UN HAVRE DANS LA VILLE
Il y a, rue Eddy à San Francisco, un motel de 1956 dont le nom est désormais providentiel: Phoenix. Disons-le, il ne s’agit pas d’un spécimen orthodoxe, tant il est vrai qu’il est en ville (plutôt qu’en bordure de route), et qu’il n’offre pas de parking privatif avec accès direct à la chambre. Néanmoins, on y retrouve cette esthétique et cette ambiance si caractéristiques.
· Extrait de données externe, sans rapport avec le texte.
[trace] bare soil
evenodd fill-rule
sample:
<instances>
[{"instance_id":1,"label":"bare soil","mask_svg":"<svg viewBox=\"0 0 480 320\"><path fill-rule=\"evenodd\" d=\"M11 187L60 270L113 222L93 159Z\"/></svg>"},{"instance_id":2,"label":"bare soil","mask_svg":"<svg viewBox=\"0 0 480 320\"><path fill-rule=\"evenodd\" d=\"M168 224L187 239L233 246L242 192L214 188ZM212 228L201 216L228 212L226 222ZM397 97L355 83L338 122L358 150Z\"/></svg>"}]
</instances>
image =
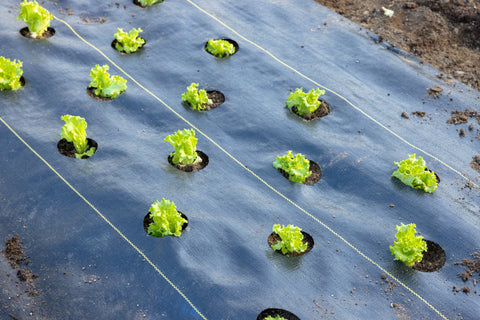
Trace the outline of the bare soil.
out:
<instances>
[{"instance_id":1,"label":"bare soil","mask_svg":"<svg viewBox=\"0 0 480 320\"><path fill-rule=\"evenodd\" d=\"M441 70L439 77L480 89L480 0L316 1Z\"/></svg>"}]
</instances>

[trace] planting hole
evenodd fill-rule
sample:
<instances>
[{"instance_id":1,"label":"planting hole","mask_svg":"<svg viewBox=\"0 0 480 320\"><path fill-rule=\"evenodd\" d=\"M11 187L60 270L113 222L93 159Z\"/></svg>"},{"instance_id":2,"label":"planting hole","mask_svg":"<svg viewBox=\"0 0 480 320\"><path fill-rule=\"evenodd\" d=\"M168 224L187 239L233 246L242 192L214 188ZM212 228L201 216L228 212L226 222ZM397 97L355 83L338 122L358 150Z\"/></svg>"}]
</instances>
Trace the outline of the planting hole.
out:
<instances>
[{"instance_id":1,"label":"planting hole","mask_svg":"<svg viewBox=\"0 0 480 320\"><path fill-rule=\"evenodd\" d=\"M227 57L233 56L240 49L240 47L238 46L238 43L235 40L232 40L232 39L212 39L212 40L224 40L224 41L227 41L227 42L233 44L233 47L235 48L235 52L228 55ZM212 56L217 57L216 55L212 54L210 51L207 50L207 45L208 45L208 41L205 42L205 46L204 46L205 51L207 51ZM226 57L224 57L224 58L226 58Z\"/></svg>"},{"instance_id":2,"label":"planting hole","mask_svg":"<svg viewBox=\"0 0 480 320\"><path fill-rule=\"evenodd\" d=\"M297 317L296 315L294 315L290 311L283 310L283 309L276 309L276 308L269 308L269 309L263 310L257 316L257 320L263 320L268 316L274 317L274 318L276 316L280 316L280 317L285 318L287 320L300 320L299 317Z\"/></svg>"},{"instance_id":3,"label":"planting hole","mask_svg":"<svg viewBox=\"0 0 480 320\"><path fill-rule=\"evenodd\" d=\"M291 253L287 253L285 254L285 256L287 257L297 257L297 256L302 256L304 254L306 254L307 252L309 252L310 250L313 249L313 245L315 244L314 241L313 241L313 238L311 235L309 235L308 233L306 233L305 231L301 231L302 232L302 235L303 235L303 239L302 239L302 242L303 243L307 243L307 249L303 252L291 252ZM275 232L272 232L269 236L268 236L268 239L267 239L267 242L268 242L268 245L271 247L273 245L275 245L278 241L281 241L282 238L280 238L280 236L278 234L276 234ZM275 250L276 252L279 252L280 254L282 254L282 250Z\"/></svg>"},{"instance_id":4,"label":"planting hole","mask_svg":"<svg viewBox=\"0 0 480 320\"><path fill-rule=\"evenodd\" d=\"M168 163L170 163L172 166L174 166L178 170L182 170L185 172L194 172L194 171L202 170L208 165L208 156L205 153L203 153L200 150L197 150L197 158L198 157L200 157L200 161L185 165L180 163L174 164L172 162L173 156L169 155Z\"/></svg>"},{"instance_id":5,"label":"planting hole","mask_svg":"<svg viewBox=\"0 0 480 320\"><path fill-rule=\"evenodd\" d=\"M310 171L312 172L312 174L305 179L305 182L303 182L303 184L307 185L307 186L311 186L315 183L317 183L320 178L322 177L322 169L320 168L320 166L318 165L318 163L316 163L315 161L312 161L312 160L308 160L310 161ZM278 171L280 171L280 173L287 179L289 179L290 175L283 169L277 169Z\"/></svg>"},{"instance_id":6,"label":"planting hole","mask_svg":"<svg viewBox=\"0 0 480 320\"><path fill-rule=\"evenodd\" d=\"M312 121L312 120L315 120L315 119L323 118L327 114L329 114L330 113L330 105L328 103L326 103L325 101L320 100L320 106L313 113L307 113L307 114L300 115L300 114L297 113L298 109L297 109L296 106L292 107L292 112L295 113L297 116L299 116L300 118L302 118L305 121Z\"/></svg>"},{"instance_id":7,"label":"planting hole","mask_svg":"<svg viewBox=\"0 0 480 320\"><path fill-rule=\"evenodd\" d=\"M139 38L143 39L142 37L139 37ZM112 46L113 49L115 49L115 51L117 51L121 54L132 54L132 53L140 51L147 44L147 40L143 39L143 41L145 41L145 42L137 49L137 51L134 51L134 52L126 52L126 51L123 51L123 50L122 51L117 50L117 48L115 47L115 45L117 43L119 43L117 39L113 39L113 41L110 45Z\"/></svg>"},{"instance_id":8,"label":"planting hole","mask_svg":"<svg viewBox=\"0 0 480 320\"><path fill-rule=\"evenodd\" d=\"M187 220L187 222L185 222L183 225L182 225L182 231L184 231L187 227L188 227L188 218L186 215L184 215L183 213L181 213L180 211L178 211L178 213L180 213L180 215L182 216L183 219ZM150 225L150 223L153 222L153 219L150 218L150 212L147 212L147 214L145 215L145 217L143 218L143 230L145 230L145 232L149 235L149 236L152 236L151 234L148 233L148 226ZM153 236L152 236L153 237Z\"/></svg>"},{"instance_id":9,"label":"planting hole","mask_svg":"<svg viewBox=\"0 0 480 320\"><path fill-rule=\"evenodd\" d=\"M47 39L47 38L53 37L53 35L55 34L55 29L48 27L47 31L45 31L43 33L43 35L41 37L38 37L38 38L32 37L32 35L30 34L30 31L28 30L28 27L20 29L20 34L22 36L24 36L25 38L30 38L30 39L35 39L35 40L36 39Z\"/></svg>"},{"instance_id":10,"label":"planting hole","mask_svg":"<svg viewBox=\"0 0 480 320\"><path fill-rule=\"evenodd\" d=\"M89 146L88 150L90 148L95 148L95 152L97 152L98 143L95 140L90 139L90 138L87 138L87 141L88 141L88 146ZM69 157L69 158L75 158L75 153L77 152L77 150L75 150L75 146L73 145L73 142L68 142L65 138L58 141L57 150L58 150L58 152L60 152L61 154L63 154L66 157ZM88 159L88 158L90 158L90 157L87 156L87 155L84 155L82 157L82 159Z\"/></svg>"},{"instance_id":11,"label":"planting hole","mask_svg":"<svg viewBox=\"0 0 480 320\"><path fill-rule=\"evenodd\" d=\"M94 98L94 99L97 99L97 100L100 100L100 101L111 101L111 100L113 100L113 98L108 98L108 97L103 98L103 97L97 96L97 95L95 94L95 89L96 89L96 88L94 88L94 87L88 87L88 88L87 88L87 94L88 94L90 97L92 97L92 98ZM123 93L123 92L125 92L125 91L122 91L122 93ZM122 94L122 93L120 93L120 94ZM117 98L118 98L118 97L117 97Z\"/></svg>"},{"instance_id":12,"label":"planting hole","mask_svg":"<svg viewBox=\"0 0 480 320\"><path fill-rule=\"evenodd\" d=\"M202 107L205 109L201 111L209 111L215 109L216 107L220 106L225 102L225 95L217 90L208 90L207 91L208 99L212 100L212 104L203 104ZM188 101L184 102L189 108L191 108L190 103Z\"/></svg>"},{"instance_id":13,"label":"planting hole","mask_svg":"<svg viewBox=\"0 0 480 320\"><path fill-rule=\"evenodd\" d=\"M412 268L422 272L440 270L445 265L445 251L438 243L430 240L425 241L427 242L427 251L423 253L422 261L415 263Z\"/></svg>"}]
</instances>

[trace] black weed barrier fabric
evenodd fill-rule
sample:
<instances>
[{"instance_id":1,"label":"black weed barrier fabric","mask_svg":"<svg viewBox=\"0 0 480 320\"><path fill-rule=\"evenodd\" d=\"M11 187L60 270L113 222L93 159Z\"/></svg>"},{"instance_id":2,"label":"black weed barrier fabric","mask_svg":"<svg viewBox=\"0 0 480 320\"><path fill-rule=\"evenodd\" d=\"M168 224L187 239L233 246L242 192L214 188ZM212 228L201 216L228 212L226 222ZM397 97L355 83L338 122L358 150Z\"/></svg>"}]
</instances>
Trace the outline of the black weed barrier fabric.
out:
<instances>
[{"instance_id":1,"label":"black weed barrier fabric","mask_svg":"<svg viewBox=\"0 0 480 320\"><path fill-rule=\"evenodd\" d=\"M0 238L17 235L38 275L29 295L0 258L0 318L256 319L268 308L302 320L478 317L476 287L452 288L465 285L454 262L480 246L479 173L470 166L479 125L471 120L460 137L468 124L446 123L452 110L477 110L478 92L448 85L314 1L43 6L78 36L54 19L53 37L25 38L19 1L0 5L0 53L23 62L26 80L0 92ZM134 27L146 45L115 51L117 28ZM239 49L218 59L204 50L209 39ZM118 98L87 94L96 64L127 79ZM295 88L317 87L311 80L339 95L327 91L330 114L305 122L285 101ZM189 109L181 94L192 82L225 103ZM438 98L434 86L443 88ZM57 151L64 114L86 119L98 143L90 159ZM186 121L209 157L197 172L171 166L163 142L190 128ZM320 181L295 184L274 169L288 150L319 164ZM391 177L394 161L412 153L440 176L433 194ZM188 217L179 238L143 229L162 198ZM441 245L443 268L419 272L393 260L401 222ZM267 238L276 223L301 227L315 246L299 257L274 252Z\"/></svg>"}]
</instances>

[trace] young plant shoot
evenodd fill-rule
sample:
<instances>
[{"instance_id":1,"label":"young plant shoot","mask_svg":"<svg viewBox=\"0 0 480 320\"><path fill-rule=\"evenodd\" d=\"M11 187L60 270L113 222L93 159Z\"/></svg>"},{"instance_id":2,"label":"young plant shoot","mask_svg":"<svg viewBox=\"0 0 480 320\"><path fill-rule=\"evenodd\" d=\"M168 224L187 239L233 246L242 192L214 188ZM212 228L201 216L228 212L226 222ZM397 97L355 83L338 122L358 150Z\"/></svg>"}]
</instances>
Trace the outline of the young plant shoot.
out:
<instances>
[{"instance_id":1,"label":"young plant shoot","mask_svg":"<svg viewBox=\"0 0 480 320\"><path fill-rule=\"evenodd\" d=\"M108 74L108 65L100 67L98 64L90 70L90 82L89 87L95 88L95 94L102 98L115 99L125 89L127 89L127 80L120 76L112 76Z\"/></svg>"},{"instance_id":2,"label":"young plant shoot","mask_svg":"<svg viewBox=\"0 0 480 320\"><path fill-rule=\"evenodd\" d=\"M422 261L423 251L427 251L427 242L423 240L422 236L415 236L416 225L401 223L396 228L396 239L393 246L390 246L390 251L395 255L394 260L400 260L409 267Z\"/></svg>"},{"instance_id":3,"label":"young plant shoot","mask_svg":"<svg viewBox=\"0 0 480 320\"><path fill-rule=\"evenodd\" d=\"M128 33L124 32L123 29L118 28L117 32L113 35L115 39L117 39L117 42L115 43L115 49L126 53L137 51L145 44L145 40L138 36L140 32L143 32L143 30L140 28L133 28Z\"/></svg>"},{"instance_id":4,"label":"young plant shoot","mask_svg":"<svg viewBox=\"0 0 480 320\"><path fill-rule=\"evenodd\" d=\"M81 159L84 155L91 157L95 153L95 148L88 148L87 140L87 122L84 118L66 114L61 117L65 121L62 127L60 137L72 142L75 150L75 158Z\"/></svg>"},{"instance_id":5,"label":"young plant shoot","mask_svg":"<svg viewBox=\"0 0 480 320\"><path fill-rule=\"evenodd\" d=\"M138 0L138 2L144 7L149 7L149 6L154 5L156 3L161 3L161 2L163 2L163 0Z\"/></svg>"},{"instance_id":6,"label":"young plant shoot","mask_svg":"<svg viewBox=\"0 0 480 320\"><path fill-rule=\"evenodd\" d=\"M206 49L208 52L219 58L228 57L235 53L235 46L227 40L210 39L207 42Z\"/></svg>"},{"instance_id":7,"label":"young plant shoot","mask_svg":"<svg viewBox=\"0 0 480 320\"><path fill-rule=\"evenodd\" d=\"M20 14L17 20L23 20L27 23L32 38L41 37L50 27L52 19L53 15L42 8L37 1L24 0L23 3L20 3Z\"/></svg>"},{"instance_id":8,"label":"young plant shoot","mask_svg":"<svg viewBox=\"0 0 480 320\"><path fill-rule=\"evenodd\" d=\"M277 156L273 162L273 167L282 169L288 173L290 181L298 183L304 183L305 179L312 174L310 171L310 161L305 159L305 156L301 153L297 153L294 156L292 150L289 150L286 155L281 157Z\"/></svg>"},{"instance_id":9,"label":"young plant shoot","mask_svg":"<svg viewBox=\"0 0 480 320\"><path fill-rule=\"evenodd\" d=\"M155 201L148 212L153 220L148 226L148 234L154 237L180 237L182 226L187 220L176 210L172 201L163 198L162 201Z\"/></svg>"},{"instance_id":10,"label":"young plant shoot","mask_svg":"<svg viewBox=\"0 0 480 320\"><path fill-rule=\"evenodd\" d=\"M175 152L171 154L173 164L188 165L197 160L197 138L193 129L178 130L163 141L170 142L175 148ZM201 158L198 157L198 159Z\"/></svg>"},{"instance_id":11,"label":"young plant shoot","mask_svg":"<svg viewBox=\"0 0 480 320\"><path fill-rule=\"evenodd\" d=\"M272 229L282 239L271 246L273 250L282 250L284 255L292 252L301 253L307 250L308 244L303 243L302 229L299 227L291 224L286 227L274 224Z\"/></svg>"},{"instance_id":12,"label":"young plant shoot","mask_svg":"<svg viewBox=\"0 0 480 320\"><path fill-rule=\"evenodd\" d=\"M284 317L280 317L279 315L276 315L275 317L268 316L266 318L263 318L263 320L287 320Z\"/></svg>"},{"instance_id":13,"label":"young plant shoot","mask_svg":"<svg viewBox=\"0 0 480 320\"><path fill-rule=\"evenodd\" d=\"M186 101L195 110L205 110L207 104L212 104L212 100L208 99L207 91L198 90L198 83L192 83L187 87L187 91L182 93L182 101Z\"/></svg>"},{"instance_id":14,"label":"young plant shoot","mask_svg":"<svg viewBox=\"0 0 480 320\"><path fill-rule=\"evenodd\" d=\"M22 77L22 61L0 57L0 91L18 90L22 88L20 78Z\"/></svg>"},{"instance_id":15,"label":"young plant shoot","mask_svg":"<svg viewBox=\"0 0 480 320\"><path fill-rule=\"evenodd\" d=\"M290 92L288 100L285 102L287 107L297 108L299 115L314 113L320 107L318 98L325 94L325 90L312 89L308 93L303 92L303 88L295 89L295 92Z\"/></svg>"},{"instance_id":16,"label":"young plant shoot","mask_svg":"<svg viewBox=\"0 0 480 320\"><path fill-rule=\"evenodd\" d=\"M404 184L415 189L422 189L432 193L437 189L438 183L433 171L425 170L425 161L422 157L415 158L415 153L408 155L408 159L394 162L398 169L392 176L400 179Z\"/></svg>"}]
</instances>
Racheté en 1986, il est devenu un haut-lieu de culture grâce à son immense parking susceptible d’accueillir les «tour bus» des plus fameux groupes de rock’n’roll (à propos de tournées, lire l’article de Bernie Wildisch en page 70).
Aujourd’hui, le Phoenix est un lieu de vie, où les voyageurs et les voisins se retrouvent, tantôt pour un verre ou un repas, tantôt pour un yoga, tantôt pour un concert ou une soirée festive. Un havre dans la ville, qui se nourrit de la simplicité essentielle des lieux – une simplicité, en rupture dans l’effervescence de la mégalopole moderne, source ici de détente, d’ouverture d’esprit et de créativité. La preuve que, si le motel ne «sert» plus à rien, son génie n’est pas, partout, complètement éteint, et peut renaître sous des formes inattendues. Le motel est mort – vive le motel!
Bonne lecture, et merci de prendre la route avec nous!